Policies and Procedures
This may sound like scratched vinyl and something we all fall back on as a default, no-brainer exercise, but policies and procedures are critical for maintaining compliant fee billing procedures and should be your first line of defense. Policies and procedures should explicitly address your firm’s fee calculation and monitoring procedures and be designed to support the “fair and accurate” charging of fees.
Your policies lay the foundation for applying a standardized methodology to your fee billing procedures and will ensure your invoices are consistent from client to client. For all fee billing risk areas, assess your policies and add clarity or consistent language where needed to ensure your road map isn’t missing a major landmark.
Of course, your policies are only as good as your training efforts.
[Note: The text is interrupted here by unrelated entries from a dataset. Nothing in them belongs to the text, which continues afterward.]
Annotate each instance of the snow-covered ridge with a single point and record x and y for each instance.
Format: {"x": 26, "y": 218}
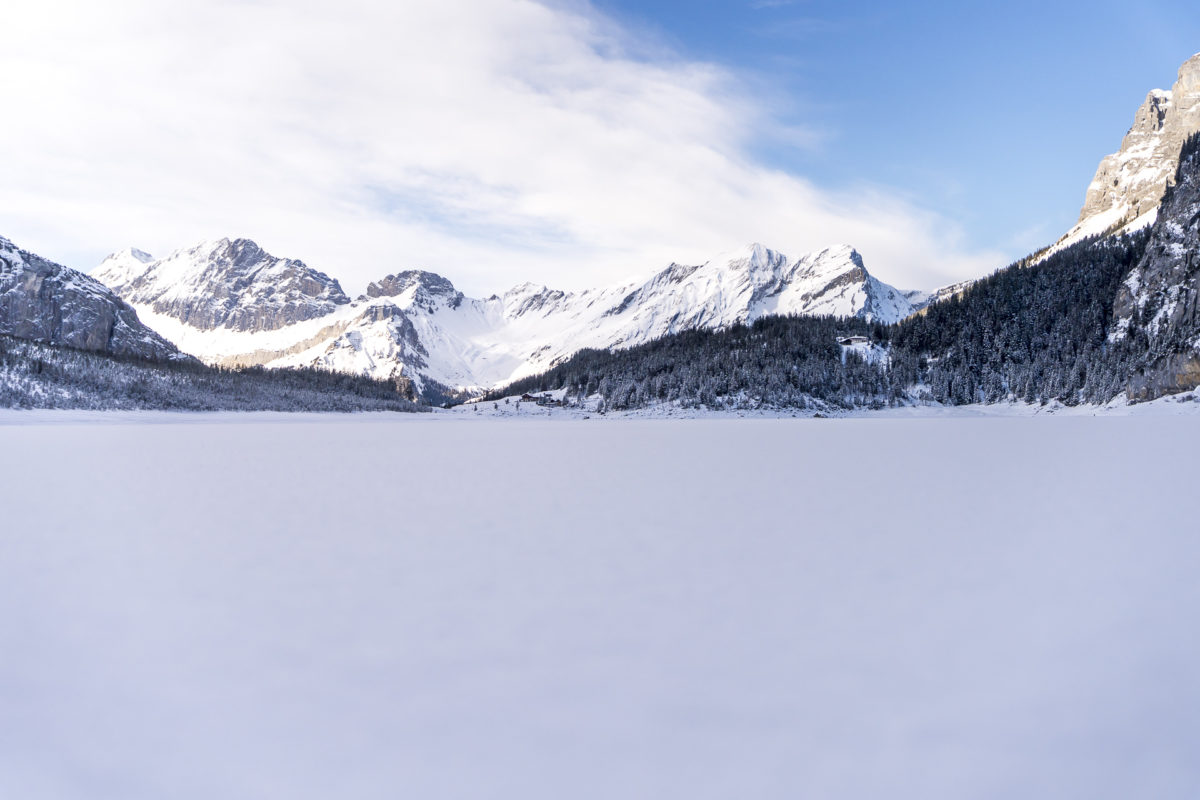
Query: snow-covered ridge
{"x": 223, "y": 302}
{"x": 48, "y": 302}
{"x": 225, "y": 283}
{"x": 1129, "y": 184}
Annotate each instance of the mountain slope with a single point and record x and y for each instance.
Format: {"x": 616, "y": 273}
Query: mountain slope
{"x": 415, "y": 323}
{"x": 48, "y": 302}
{"x": 1157, "y": 311}
{"x": 1129, "y": 184}
{"x": 226, "y": 283}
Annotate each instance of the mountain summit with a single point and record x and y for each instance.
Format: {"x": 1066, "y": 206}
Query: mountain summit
{"x": 1129, "y": 184}
{"x": 231, "y": 283}
{"x": 233, "y": 304}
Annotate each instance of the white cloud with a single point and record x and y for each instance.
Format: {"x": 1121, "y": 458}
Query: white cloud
{"x": 491, "y": 140}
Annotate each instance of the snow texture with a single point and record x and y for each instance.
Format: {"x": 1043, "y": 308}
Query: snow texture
{"x": 418, "y": 325}
{"x": 358, "y": 607}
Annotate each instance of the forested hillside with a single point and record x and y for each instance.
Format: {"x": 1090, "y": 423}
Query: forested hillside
{"x": 1032, "y": 331}
{"x": 41, "y": 376}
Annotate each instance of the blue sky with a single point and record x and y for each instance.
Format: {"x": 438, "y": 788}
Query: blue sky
{"x": 991, "y": 113}
{"x": 571, "y": 143}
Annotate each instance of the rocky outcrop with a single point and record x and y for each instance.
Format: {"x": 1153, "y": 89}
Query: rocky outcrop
{"x": 48, "y": 302}
{"x": 415, "y": 323}
{"x": 1129, "y": 184}
{"x": 1159, "y": 301}
{"x": 233, "y": 284}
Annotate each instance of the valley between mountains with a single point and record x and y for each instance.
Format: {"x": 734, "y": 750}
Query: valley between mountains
{"x": 1110, "y": 308}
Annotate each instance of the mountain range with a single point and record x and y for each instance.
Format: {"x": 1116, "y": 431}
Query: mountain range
{"x": 231, "y": 304}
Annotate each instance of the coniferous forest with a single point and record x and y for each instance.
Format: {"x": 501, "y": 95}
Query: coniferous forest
{"x": 1031, "y": 331}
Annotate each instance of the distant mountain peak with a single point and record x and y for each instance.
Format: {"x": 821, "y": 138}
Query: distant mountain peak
{"x": 1129, "y": 185}
{"x": 226, "y": 282}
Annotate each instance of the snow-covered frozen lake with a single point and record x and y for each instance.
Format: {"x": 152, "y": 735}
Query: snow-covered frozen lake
{"x": 381, "y": 607}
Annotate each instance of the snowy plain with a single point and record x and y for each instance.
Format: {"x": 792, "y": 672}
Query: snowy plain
{"x": 436, "y": 606}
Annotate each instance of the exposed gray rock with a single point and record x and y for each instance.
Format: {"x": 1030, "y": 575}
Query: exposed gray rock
{"x": 430, "y": 288}
{"x": 1161, "y": 298}
{"x": 228, "y": 283}
{"x": 48, "y": 302}
{"x": 1131, "y": 182}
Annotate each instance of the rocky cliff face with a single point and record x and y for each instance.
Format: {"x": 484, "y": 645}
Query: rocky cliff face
{"x": 1129, "y": 184}
{"x": 48, "y": 302}
{"x": 417, "y": 325}
{"x": 228, "y": 283}
{"x": 1158, "y": 304}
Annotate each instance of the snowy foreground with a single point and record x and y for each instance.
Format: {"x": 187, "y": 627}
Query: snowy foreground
{"x": 391, "y": 606}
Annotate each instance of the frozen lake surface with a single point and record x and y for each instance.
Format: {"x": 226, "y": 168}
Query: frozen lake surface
{"x": 381, "y": 607}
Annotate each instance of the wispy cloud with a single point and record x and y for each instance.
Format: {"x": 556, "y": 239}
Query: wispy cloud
{"x": 492, "y": 140}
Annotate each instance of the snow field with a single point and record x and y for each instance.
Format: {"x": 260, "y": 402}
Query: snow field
{"x": 379, "y": 606}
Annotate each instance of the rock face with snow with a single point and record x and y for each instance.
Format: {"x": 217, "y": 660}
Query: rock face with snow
{"x": 49, "y": 302}
{"x": 1162, "y": 295}
{"x": 1129, "y": 184}
{"x": 227, "y": 283}
{"x": 414, "y": 324}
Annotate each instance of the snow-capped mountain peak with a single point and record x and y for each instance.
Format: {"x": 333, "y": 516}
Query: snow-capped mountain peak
{"x": 1129, "y": 184}
{"x": 225, "y": 283}
{"x": 417, "y": 324}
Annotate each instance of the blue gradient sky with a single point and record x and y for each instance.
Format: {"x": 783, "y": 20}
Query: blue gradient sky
{"x": 571, "y": 143}
{"x": 993, "y": 114}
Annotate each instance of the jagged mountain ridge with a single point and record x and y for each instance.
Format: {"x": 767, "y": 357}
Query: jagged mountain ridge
{"x": 225, "y": 283}
{"x": 48, "y": 302}
{"x": 1158, "y": 304}
{"x": 415, "y": 324}
{"x": 1128, "y": 186}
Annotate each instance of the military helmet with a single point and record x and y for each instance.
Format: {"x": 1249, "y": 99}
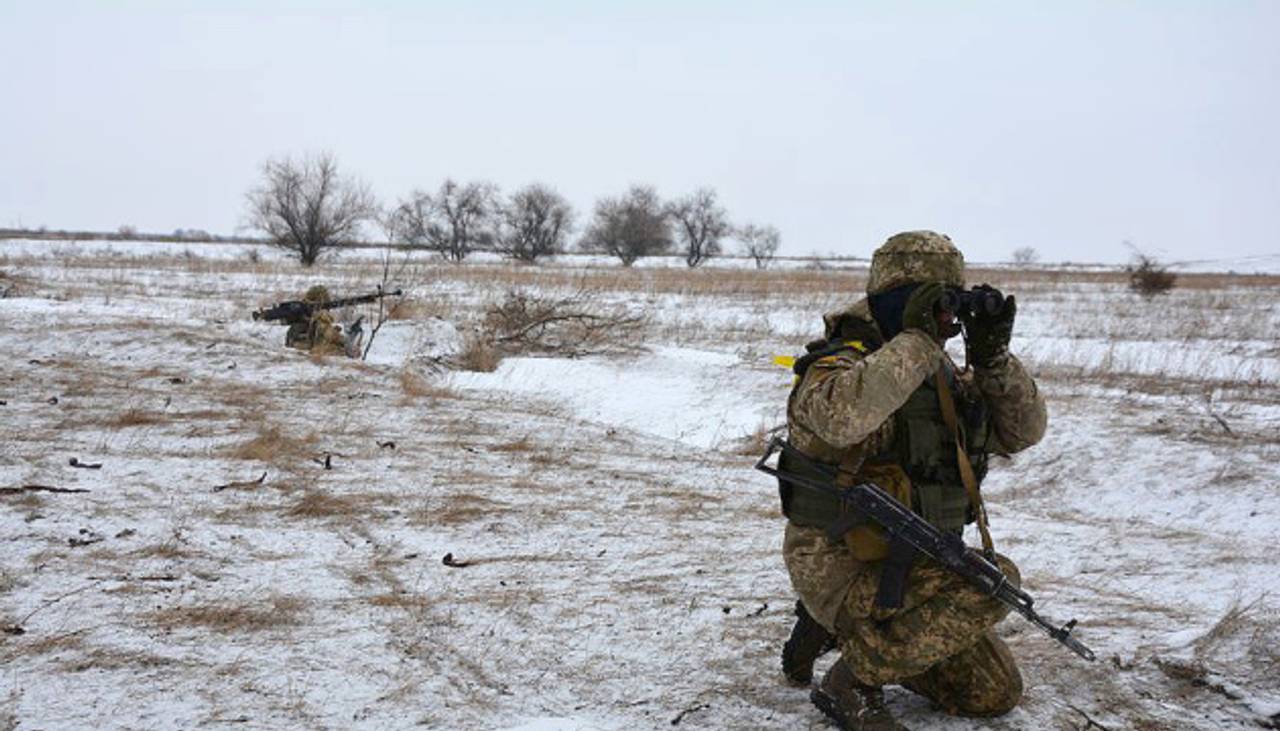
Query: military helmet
{"x": 318, "y": 293}
{"x": 914, "y": 257}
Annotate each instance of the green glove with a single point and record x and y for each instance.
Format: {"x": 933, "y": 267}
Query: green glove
{"x": 919, "y": 311}
{"x": 988, "y": 334}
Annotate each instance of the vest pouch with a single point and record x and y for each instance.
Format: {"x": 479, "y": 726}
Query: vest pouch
{"x": 945, "y": 506}
{"x": 868, "y": 542}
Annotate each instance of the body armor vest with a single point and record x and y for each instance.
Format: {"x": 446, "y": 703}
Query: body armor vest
{"x": 922, "y": 447}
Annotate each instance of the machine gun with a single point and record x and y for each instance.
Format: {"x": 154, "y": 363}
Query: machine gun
{"x": 300, "y": 311}
{"x": 869, "y": 502}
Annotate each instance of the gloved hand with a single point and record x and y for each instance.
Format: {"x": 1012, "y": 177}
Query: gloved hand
{"x": 988, "y": 334}
{"x": 920, "y": 306}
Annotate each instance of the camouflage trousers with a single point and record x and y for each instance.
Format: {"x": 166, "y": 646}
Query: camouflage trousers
{"x": 938, "y": 644}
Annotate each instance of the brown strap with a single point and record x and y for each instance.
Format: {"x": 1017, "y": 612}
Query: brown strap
{"x": 967, "y": 476}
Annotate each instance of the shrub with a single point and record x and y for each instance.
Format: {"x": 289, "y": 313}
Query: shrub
{"x": 1148, "y": 278}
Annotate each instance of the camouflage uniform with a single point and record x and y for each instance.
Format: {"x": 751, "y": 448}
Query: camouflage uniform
{"x": 940, "y": 642}
{"x": 319, "y": 333}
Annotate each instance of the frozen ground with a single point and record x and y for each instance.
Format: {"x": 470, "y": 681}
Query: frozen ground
{"x": 615, "y": 558}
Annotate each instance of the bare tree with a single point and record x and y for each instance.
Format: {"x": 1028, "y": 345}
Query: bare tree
{"x": 306, "y": 206}
{"x": 535, "y": 223}
{"x": 457, "y": 219}
{"x": 629, "y": 227}
{"x": 700, "y": 224}
{"x": 1025, "y": 255}
{"x": 759, "y": 242}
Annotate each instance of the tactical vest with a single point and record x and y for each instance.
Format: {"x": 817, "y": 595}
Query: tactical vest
{"x": 923, "y": 448}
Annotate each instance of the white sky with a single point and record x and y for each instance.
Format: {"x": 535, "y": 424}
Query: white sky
{"x": 1066, "y": 127}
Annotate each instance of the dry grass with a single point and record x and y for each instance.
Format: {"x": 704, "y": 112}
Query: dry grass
{"x": 1233, "y": 622}
{"x": 274, "y": 612}
{"x": 417, "y": 387}
{"x": 136, "y": 417}
{"x": 522, "y": 444}
{"x": 320, "y": 505}
{"x": 273, "y": 446}
{"x": 478, "y": 355}
{"x": 401, "y": 601}
{"x": 456, "y": 510}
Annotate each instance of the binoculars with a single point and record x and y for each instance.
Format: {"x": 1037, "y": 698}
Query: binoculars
{"x": 981, "y": 301}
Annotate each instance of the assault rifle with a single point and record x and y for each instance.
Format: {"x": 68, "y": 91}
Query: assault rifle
{"x": 869, "y": 502}
{"x": 298, "y": 311}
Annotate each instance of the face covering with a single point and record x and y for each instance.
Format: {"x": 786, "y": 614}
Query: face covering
{"x": 887, "y": 309}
You must ensure that all employees understand the firm’s policies and procedures around fee billing and then follow them to a “T”. The documents are only as good as the humans putting them into practice!
As with any risk area, documented testing is a critical element of your compliance program and annual review. Whether you conduct the review manually or use technology, ensure you have a system in place to review and test your current fee billing process. Doing so highlights any clients for whom you may have inconsistencies between disclosures and agreements. It can also highlight places where your process is not in line with your policies or brochures provided to clients, which will also be helpful in the event of an SEC exam, to demonstrate that your policies are in line with your day-to-day practices.
As a fiduciary, you are responsible for ensuring that your fees are reasonable for the service level you provide and can be substantiated. Along with reasonableness, your firm needs to place emphasis on the correct calculation of your fees and valuation. It may seem like a basic function for your firm, but if you don’t have a strong foundation in place to support your billing process, this basic function can quickly crack. Clearly and accurately address your disclosures and update them when material changes come about, ensuring they are consistent with each other. Revisit your policies and procedures and train on them annually so they don’t become stale or forgotten. As always, risk alerts are a great reminder to tighten up your practices and avoid deficiencies to uphold your fiduciary duty.